Joint Advertising Marketing Research & Studies

Program overview
- Formed: 2002
- Headquarters: 4800 Mark Center Drive, Suite 06J25-01 Alexandria, VA 22350-400
- Motto: Be heard. Be counted.
- Program executive: Jeremy Hall, Director;
- Parent department: United States Department of Defense
- Website: jamrs.defense.gov

= JAMRS =

U.S. DoD recruiting database

Joint Advertising Marketing Research & Studies (JAMRS) is a program run by the United States Department of Defense to maintain sufficient levels of voluntary service in the United States Armed Forces. This objective is facilitated by the collection of information about U.S. persons of enlistment age, surveys, and other market research in a central database made available to military recruiters.

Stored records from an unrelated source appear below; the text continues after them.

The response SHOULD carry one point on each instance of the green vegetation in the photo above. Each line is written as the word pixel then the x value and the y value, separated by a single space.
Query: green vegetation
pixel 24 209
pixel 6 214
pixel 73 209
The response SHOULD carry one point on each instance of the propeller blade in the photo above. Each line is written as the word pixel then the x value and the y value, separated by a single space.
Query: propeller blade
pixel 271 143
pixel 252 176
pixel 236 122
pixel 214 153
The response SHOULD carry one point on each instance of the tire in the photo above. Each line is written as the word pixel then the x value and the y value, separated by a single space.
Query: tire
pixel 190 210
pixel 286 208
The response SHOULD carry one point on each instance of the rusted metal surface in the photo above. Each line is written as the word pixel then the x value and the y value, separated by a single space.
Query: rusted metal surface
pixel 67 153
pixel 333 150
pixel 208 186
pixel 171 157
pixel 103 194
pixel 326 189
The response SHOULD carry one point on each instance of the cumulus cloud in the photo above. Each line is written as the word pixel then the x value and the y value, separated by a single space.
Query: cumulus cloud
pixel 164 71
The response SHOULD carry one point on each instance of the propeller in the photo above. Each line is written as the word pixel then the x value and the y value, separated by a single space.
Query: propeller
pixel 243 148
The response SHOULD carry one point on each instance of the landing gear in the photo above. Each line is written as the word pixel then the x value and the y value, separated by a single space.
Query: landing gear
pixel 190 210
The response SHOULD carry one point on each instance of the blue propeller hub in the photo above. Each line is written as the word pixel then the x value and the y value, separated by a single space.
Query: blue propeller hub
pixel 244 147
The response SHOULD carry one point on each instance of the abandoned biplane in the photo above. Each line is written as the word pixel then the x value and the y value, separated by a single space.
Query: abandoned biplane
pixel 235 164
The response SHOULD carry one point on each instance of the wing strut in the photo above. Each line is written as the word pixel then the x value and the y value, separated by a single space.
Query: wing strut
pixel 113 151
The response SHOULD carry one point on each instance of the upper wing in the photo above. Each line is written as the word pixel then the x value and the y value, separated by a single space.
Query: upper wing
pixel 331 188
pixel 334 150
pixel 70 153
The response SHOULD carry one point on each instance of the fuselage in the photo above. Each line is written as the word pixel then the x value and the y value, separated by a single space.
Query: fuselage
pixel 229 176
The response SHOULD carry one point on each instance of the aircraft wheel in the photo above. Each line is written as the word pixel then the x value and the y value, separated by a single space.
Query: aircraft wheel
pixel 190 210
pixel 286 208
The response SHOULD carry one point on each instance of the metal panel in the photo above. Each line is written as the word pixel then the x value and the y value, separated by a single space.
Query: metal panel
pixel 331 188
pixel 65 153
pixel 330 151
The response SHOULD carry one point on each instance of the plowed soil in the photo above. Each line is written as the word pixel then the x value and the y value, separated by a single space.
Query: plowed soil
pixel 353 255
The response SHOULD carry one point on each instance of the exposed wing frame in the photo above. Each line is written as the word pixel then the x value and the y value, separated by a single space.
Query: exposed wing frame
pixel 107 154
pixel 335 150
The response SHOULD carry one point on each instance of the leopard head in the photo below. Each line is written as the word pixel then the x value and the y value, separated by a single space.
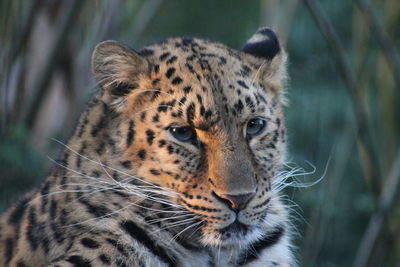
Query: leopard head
pixel 204 122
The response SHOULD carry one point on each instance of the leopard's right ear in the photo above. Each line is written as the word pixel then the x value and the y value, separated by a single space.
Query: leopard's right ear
pixel 118 68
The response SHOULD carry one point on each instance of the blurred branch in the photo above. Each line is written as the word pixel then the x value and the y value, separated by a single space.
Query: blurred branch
pixel 388 198
pixel 367 147
pixel 388 48
pixel 25 33
pixel 144 16
pixel 42 85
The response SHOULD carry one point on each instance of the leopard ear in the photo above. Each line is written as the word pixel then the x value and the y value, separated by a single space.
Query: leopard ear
pixel 269 56
pixel 118 68
pixel 264 44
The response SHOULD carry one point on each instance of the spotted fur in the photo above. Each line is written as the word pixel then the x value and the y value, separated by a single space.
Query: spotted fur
pixel 128 192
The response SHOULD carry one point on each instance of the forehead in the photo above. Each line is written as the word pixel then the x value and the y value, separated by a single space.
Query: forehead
pixel 208 77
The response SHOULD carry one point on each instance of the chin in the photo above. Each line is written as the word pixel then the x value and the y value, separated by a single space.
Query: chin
pixel 234 235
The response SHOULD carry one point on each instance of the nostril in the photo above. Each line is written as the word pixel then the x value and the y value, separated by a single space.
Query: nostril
pixel 235 202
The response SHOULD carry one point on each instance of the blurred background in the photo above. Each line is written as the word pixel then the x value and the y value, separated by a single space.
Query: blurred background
pixel 343 116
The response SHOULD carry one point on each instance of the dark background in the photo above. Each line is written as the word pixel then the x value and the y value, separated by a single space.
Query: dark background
pixel 343 116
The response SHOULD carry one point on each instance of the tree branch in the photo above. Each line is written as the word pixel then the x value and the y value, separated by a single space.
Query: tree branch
pixel 42 85
pixel 367 147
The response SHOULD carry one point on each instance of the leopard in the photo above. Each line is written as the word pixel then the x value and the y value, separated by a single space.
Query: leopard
pixel 174 162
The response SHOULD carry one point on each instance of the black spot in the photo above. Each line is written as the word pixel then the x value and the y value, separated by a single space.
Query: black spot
pixel 156 68
pixel 140 235
pixel 142 153
pixel 53 209
pixel 131 133
pixel 8 252
pixel 161 143
pixel 105 259
pixel 32 230
pixel 79 261
pixel 126 164
pixel 123 89
pixel 199 98
pixel 242 84
pixel 150 136
pixel 239 106
pixel 170 72
pixel 162 107
pixel 190 67
pixel 187 89
pixel 172 59
pixel 117 245
pixel 89 243
pixel 44 192
pixel 182 100
pixel 190 113
pixel 164 56
pixel 156 118
pixel 177 80
pixel 154 172
pixel 21 263
pixel 266 48
pixel 208 114
pixel 146 52
pixel 170 149
pixel 101 123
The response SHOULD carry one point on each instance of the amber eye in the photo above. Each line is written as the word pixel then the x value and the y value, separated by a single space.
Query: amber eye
pixel 255 127
pixel 183 134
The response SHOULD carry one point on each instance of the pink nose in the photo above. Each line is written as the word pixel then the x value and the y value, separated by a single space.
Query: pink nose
pixel 235 202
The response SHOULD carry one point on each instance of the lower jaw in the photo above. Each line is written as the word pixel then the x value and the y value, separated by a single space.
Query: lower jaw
pixel 231 236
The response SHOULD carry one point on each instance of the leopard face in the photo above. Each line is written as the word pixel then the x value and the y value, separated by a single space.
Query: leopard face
pixel 205 123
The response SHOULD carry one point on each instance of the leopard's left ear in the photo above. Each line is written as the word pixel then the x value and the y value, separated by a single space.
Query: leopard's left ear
pixel 265 47
pixel 118 68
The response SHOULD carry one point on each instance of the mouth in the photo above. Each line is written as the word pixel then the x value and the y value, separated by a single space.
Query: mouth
pixel 235 227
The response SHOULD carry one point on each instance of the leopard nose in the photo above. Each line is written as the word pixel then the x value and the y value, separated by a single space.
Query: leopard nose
pixel 235 202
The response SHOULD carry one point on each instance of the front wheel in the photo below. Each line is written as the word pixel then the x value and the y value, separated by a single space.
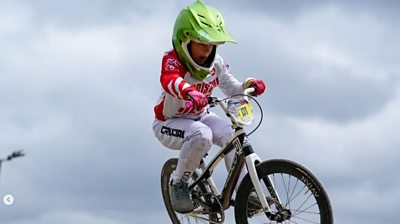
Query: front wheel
pixel 293 192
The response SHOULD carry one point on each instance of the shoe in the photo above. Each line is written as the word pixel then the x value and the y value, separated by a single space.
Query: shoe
pixel 180 197
pixel 254 204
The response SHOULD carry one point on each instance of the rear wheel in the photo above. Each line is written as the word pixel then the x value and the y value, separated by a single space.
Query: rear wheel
pixel 207 206
pixel 300 199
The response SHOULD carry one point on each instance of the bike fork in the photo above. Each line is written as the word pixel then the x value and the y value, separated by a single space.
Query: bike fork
pixel 251 161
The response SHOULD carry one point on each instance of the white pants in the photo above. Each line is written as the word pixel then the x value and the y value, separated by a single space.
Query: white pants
pixel 194 138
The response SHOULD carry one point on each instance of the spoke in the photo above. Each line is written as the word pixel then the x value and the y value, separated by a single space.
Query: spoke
pixel 286 188
pixel 298 209
pixel 291 195
pixel 307 220
pixel 306 210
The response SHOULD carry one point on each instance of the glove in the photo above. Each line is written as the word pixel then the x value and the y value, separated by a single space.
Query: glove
pixel 199 100
pixel 257 84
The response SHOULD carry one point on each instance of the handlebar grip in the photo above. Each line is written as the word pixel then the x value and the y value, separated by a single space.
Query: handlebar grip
pixel 249 90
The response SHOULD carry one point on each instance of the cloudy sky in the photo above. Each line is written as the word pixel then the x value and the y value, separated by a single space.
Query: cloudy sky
pixel 78 81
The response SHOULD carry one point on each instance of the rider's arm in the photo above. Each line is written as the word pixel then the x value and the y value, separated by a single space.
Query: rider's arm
pixel 229 85
pixel 172 73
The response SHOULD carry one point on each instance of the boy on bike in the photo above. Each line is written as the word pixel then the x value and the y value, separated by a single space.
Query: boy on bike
pixel 189 73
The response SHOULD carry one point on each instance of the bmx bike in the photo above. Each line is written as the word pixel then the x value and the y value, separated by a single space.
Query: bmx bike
pixel 273 191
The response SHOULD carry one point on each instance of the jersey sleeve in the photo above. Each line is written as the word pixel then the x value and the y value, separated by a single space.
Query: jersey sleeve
pixel 229 85
pixel 172 73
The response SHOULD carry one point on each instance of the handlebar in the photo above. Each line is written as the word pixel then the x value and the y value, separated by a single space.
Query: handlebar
pixel 212 100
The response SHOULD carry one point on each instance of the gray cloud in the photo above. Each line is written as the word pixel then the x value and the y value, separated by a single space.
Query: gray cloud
pixel 76 92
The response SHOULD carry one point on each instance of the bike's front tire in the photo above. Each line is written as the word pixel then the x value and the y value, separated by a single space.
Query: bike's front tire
pixel 299 191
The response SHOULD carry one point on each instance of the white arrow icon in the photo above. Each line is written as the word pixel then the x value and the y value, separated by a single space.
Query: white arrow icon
pixel 8 199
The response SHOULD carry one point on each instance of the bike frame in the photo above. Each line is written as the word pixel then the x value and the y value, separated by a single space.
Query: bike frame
pixel 244 156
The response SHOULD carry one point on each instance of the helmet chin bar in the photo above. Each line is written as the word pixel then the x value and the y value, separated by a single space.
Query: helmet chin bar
pixel 191 61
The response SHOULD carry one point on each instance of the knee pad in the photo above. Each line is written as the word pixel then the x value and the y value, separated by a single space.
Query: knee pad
pixel 201 140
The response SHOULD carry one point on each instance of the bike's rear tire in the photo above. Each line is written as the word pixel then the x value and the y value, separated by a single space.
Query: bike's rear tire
pixel 177 218
pixel 299 190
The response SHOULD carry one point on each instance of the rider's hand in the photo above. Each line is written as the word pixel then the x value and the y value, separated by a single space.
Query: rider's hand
pixel 199 100
pixel 257 84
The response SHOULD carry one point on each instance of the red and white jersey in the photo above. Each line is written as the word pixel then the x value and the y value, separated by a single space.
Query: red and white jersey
pixel 176 82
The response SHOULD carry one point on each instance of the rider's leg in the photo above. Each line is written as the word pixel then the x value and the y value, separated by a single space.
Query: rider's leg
pixel 222 135
pixel 194 140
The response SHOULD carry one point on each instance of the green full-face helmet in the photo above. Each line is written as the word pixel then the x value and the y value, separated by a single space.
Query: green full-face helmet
pixel 201 23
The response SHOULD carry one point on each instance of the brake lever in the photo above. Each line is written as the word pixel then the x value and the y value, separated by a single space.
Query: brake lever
pixel 212 101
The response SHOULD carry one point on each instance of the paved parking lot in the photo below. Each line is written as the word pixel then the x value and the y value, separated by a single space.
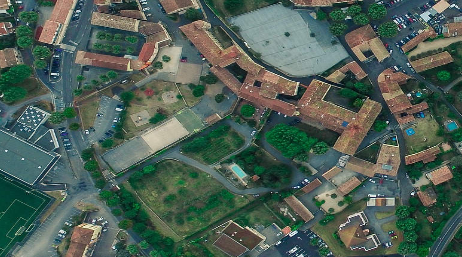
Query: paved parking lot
pixel 103 123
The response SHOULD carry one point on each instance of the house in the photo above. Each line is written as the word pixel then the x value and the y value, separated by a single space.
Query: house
pixel 427 197
pixel 432 61
pixel 320 3
pixel 440 175
pixel 397 101
pixel 103 61
pixel 4 6
pixel 349 185
pixel 6 28
pixel 424 35
pixel 354 234
pixel 176 6
pixel 366 45
pixel 236 240
pixel 425 156
pixel 10 57
pixel 55 27
pixel 83 240
pixel 299 208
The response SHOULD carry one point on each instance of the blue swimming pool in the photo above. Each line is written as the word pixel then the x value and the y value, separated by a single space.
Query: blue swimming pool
pixel 452 126
pixel 239 172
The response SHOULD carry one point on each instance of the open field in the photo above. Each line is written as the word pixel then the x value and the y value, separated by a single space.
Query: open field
pixel 425 135
pixel 218 147
pixel 186 198
pixel 19 207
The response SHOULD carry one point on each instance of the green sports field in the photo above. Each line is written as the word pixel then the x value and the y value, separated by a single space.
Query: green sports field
pixel 19 208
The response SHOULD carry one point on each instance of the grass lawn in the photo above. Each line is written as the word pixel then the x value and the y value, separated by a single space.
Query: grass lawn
pixel 186 198
pixel 425 135
pixel 218 148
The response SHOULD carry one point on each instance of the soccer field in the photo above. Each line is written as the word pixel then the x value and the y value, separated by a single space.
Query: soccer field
pixel 19 208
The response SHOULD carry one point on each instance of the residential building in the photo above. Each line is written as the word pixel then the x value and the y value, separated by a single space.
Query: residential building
pixel 6 28
pixel 366 45
pixel 432 61
pixel 83 240
pixel 299 208
pixel 10 57
pixel 236 240
pixel 55 27
pixel 354 234
pixel 176 6
pixel 440 175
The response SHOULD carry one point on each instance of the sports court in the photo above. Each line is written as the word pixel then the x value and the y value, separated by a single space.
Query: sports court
pixel 19 208
pixel 189 120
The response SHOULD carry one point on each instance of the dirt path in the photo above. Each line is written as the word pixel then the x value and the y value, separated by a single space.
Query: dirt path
pixel 439 43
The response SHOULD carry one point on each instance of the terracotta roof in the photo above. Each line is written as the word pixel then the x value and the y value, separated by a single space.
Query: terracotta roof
pixel 432 61
pixel 311 186
pixel 314 3
pixel 229 246
pixel 299 208
pixel 101 60
pixel 6 28
pixel 245 236
pixel 361 166
pixel 427 197
pixel 440 175
pixel 174 6
pixel 332 173
pixel 425 156
pixel 364 39
pixel 9 57
pixel 355 131
pixel 427 33
pixel 388 160
pixel 349 185
pixel 114 21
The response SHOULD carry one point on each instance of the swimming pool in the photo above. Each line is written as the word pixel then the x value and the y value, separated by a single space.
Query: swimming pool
pixel 238 171
pixel 452 126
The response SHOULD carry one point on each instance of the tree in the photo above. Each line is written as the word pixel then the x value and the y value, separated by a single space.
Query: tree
pixel 107 143
pixel 24 30
pixel 80 78
pixel 198 90
pixel 219 98
pixel 24 42
pixel 337 15
pixel 407 248
pixel 388 29
pixel 158 65
pixel 193 14
pixel 57 117
pixel 377 11
pixel 69 112
pixel 14 94
pixel 443 75
pixel 74 126
pixel 91 165
pixel 338 28
pixel 354 10
pixel 233 5
pixel 361 19
pixel 320 148
pixel 28 17
pixel 41 52
pixel 320 15
pixel 247 110
pixel 402 212
pixel 209 79
pixel 380 125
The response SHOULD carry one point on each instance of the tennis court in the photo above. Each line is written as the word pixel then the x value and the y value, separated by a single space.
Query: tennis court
pixel 19 208
pixel 189 120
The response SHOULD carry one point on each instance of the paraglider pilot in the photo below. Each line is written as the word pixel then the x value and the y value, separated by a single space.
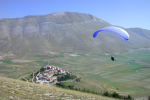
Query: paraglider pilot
pixel 113 58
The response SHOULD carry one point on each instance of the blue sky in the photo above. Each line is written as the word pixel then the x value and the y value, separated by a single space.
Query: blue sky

==JAMRS Recruiting Database==
JAMRS manages a database (subcontracted by Equifax) of personal information of over 30 million United States citizens aged 16–25 for the purposes of military recruitment. Stored information includes, but is not limited to: name, address, email addresses, cell phone numbers, ethnicity, education, and employment information. The database is sourced from public and private organizations such as the Selective Service System, departments of motor vehicles and the College Board. It is also used by the Department of Homeland Security and other federal agencies for research purposes and for the Military Draft. The names and contact information of all registrants in the Selective Service System are distributed to JAMRS on a quarterly basis."

===Opt-out===
Individuals whose information is present in the JAMRS database can opt out of having that information shared with recruiters, but it cannot be permanently removed.

==Legal challenges==
The New York Civil Liberties Union filed a lawsuit against the Department of Defense in 2006 (Hanson v. Rumsfeld) claiming the unconstitutionality of the JAMRS database. They succeeded in getting a settlement forcing the DOD to stop collecting Social Security Numbers, keep student information for only three years, restrict the ages of students included in the database, and maintain better privacy standards for student information. Also, the Department of Defense clarified the procedure for opting out of the database. The Department of Defense updated those procedures in January 2011.

==Futures Survey==
This survey was distributed by postal mail to a randomly selected group of 16- to 24-year-olds. Information requested included education, career plans, and attitudes toward the military. $2.00 was included with the survey and participants were promised an additional $10.00 upon completion.